In 1988, near the end of her more than two-decade career with the company, Verrett sang her sole Met Lady Macbeth. By that time, she had seesawed between mezzo-soprano and soprano roles, with the result that register breaks had become all too pronounced. Seen here in 1978, in Giorgio Strehler’s remarkable La Scala production of Verdi’s opera, she is at the peak of her powers, her scale even, and as always, her presence and her intensity fully deployed. Masterfully conducted by Claudio Abbado, Verrett brings the full force of her concentration to this portrait of untrammeled ambition. The clip ends with the two-minute-long ovation she received from the Milan public.



 



With her abrupt exit in 1959, the Met lost the chance to hear the Callas version of the role. The recording of the “Sleepwalking” scene released that very year is evidence that she would have registered a triumph in New York. Callas’s temperament and musical imagination were made for Lady Macbeth. The horrific murder of King Duncan and the overwhelming guilt that followed are vivid in the soprano’s timbre, by turns veiled, as in a trance, and exposed in naked pain. Please note: the orchestral introduction to the "Sleepwalking" scene lasts approximately three minutes.
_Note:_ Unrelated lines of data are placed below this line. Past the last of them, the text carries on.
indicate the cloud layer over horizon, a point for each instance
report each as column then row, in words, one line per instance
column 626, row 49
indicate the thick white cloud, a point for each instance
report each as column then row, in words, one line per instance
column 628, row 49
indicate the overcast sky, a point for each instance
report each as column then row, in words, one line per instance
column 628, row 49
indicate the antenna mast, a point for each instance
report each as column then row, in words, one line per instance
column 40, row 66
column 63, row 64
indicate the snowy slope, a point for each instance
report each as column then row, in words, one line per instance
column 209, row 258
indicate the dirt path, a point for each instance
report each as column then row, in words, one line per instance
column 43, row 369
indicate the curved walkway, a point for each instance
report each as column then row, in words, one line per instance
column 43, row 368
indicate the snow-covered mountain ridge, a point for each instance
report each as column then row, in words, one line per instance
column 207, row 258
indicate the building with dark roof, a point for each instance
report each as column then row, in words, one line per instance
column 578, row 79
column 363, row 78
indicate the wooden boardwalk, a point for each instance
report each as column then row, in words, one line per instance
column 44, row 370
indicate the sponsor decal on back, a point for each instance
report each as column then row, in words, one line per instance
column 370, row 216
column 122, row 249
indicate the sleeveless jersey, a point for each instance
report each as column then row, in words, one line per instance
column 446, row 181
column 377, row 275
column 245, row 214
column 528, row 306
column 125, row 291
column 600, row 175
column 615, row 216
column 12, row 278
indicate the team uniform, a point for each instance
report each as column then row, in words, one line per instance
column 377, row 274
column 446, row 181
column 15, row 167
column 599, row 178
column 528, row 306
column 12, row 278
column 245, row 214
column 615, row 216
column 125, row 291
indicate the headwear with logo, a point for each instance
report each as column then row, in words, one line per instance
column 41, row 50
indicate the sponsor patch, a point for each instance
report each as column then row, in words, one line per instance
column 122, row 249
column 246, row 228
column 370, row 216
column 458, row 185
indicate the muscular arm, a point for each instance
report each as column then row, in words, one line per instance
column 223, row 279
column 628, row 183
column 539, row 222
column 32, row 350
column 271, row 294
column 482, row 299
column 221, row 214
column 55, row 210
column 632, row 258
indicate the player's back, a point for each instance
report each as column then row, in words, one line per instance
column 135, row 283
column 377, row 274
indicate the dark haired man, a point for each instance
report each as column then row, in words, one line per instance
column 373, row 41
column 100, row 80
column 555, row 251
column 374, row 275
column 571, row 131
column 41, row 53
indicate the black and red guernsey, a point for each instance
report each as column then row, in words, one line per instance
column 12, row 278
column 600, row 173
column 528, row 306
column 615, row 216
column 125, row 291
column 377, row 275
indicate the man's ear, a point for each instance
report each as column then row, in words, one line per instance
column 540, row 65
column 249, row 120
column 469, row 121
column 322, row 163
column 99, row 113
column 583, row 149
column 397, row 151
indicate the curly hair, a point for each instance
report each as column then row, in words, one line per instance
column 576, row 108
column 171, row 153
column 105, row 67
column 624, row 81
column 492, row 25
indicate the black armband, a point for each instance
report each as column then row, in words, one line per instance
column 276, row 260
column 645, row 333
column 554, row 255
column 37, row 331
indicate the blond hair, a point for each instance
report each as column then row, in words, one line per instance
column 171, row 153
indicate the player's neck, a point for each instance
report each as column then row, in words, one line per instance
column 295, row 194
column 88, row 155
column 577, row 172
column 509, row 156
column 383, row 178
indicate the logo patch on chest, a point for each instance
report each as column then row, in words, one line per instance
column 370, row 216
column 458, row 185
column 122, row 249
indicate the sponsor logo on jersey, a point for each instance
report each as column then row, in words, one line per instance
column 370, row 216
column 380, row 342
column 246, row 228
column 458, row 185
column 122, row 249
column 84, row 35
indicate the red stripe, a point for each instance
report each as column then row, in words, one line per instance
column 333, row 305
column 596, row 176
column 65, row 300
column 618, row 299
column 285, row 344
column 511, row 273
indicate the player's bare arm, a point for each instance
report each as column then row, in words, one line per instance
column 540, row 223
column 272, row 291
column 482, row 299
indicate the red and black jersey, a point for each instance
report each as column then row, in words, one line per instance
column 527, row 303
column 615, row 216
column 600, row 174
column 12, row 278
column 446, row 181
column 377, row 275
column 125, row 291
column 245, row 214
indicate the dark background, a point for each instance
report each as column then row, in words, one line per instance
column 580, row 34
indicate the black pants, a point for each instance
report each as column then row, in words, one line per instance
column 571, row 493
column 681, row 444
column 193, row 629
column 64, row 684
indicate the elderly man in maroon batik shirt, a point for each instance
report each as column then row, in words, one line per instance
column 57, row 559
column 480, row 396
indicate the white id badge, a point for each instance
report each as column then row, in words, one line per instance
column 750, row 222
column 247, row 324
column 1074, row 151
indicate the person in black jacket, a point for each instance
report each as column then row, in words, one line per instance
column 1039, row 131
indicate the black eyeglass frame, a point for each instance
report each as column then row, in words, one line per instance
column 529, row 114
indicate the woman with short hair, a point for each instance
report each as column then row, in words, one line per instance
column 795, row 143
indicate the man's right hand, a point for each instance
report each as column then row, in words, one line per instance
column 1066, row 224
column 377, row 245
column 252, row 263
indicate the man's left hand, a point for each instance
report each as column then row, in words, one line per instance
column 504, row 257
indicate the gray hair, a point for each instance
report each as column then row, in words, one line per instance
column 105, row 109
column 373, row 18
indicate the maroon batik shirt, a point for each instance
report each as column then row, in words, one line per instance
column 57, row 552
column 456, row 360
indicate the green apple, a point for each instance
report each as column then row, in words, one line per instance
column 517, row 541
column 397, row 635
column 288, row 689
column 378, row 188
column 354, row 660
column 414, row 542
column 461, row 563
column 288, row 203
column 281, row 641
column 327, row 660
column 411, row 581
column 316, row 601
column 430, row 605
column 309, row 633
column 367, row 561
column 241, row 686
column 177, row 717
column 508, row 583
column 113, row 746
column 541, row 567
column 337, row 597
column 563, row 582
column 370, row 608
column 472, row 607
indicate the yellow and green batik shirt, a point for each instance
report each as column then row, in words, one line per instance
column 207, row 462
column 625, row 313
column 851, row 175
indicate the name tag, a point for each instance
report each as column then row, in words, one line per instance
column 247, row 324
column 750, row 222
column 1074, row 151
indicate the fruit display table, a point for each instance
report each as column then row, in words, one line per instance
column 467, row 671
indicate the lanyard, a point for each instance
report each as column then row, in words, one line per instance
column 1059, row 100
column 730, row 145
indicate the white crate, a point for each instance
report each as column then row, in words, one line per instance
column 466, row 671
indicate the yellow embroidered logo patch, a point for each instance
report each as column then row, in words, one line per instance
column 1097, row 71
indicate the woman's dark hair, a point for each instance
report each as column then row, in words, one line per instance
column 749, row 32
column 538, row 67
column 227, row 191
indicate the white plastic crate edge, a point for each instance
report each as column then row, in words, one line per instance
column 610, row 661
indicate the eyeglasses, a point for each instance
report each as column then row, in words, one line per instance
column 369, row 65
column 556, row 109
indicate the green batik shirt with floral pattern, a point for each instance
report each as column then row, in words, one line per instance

In Martha Mödl’s 1952 German-language recording of the “Sleepwalking” scene, Verdi’s phrases are altered by the preponderance of final consonants. If neither the singer’s sound nor highly expressionistic approach can be called Italianate, her voice approximates the composer’s specifications--“una voce aspra ... vorrei che la voce di Lady Macbeth fosse qualcosa di diabolico! [a bitter voice ... I would like Lady Macbeth's voice to have something of the diabolic].” Many have found her reading mesmerizing, beautiful in its own terms. Mödl, who never sang Italian opera in her brief Met career, was, like Verrett, a mezzo who, for a time, took on soprano roles, mostly in Wagner. Here she is caught at her best, before the cost of dramatic utterance, often at the highest emotional pitch in the top register, caught up with her. Mödl eventually returned to the mezzo realm and sang character roles brilliantly well into the 1980s.





In opposition to Lady Macbeth’s noctambulist bravura, Macbeth’s final aria, “Pietà, rispetto, amore [Pity, respect, love],” reflects a calm acceptance that his misdeeds have deprived him of respect and that no kind words will be engraved on his tombstone. Leonard Warren, the Met’s first Thane of Cawdor, evinces the dynamic range and the perfectly calibrated legato that place him in the very top rank of 20th-century Verdi baritones.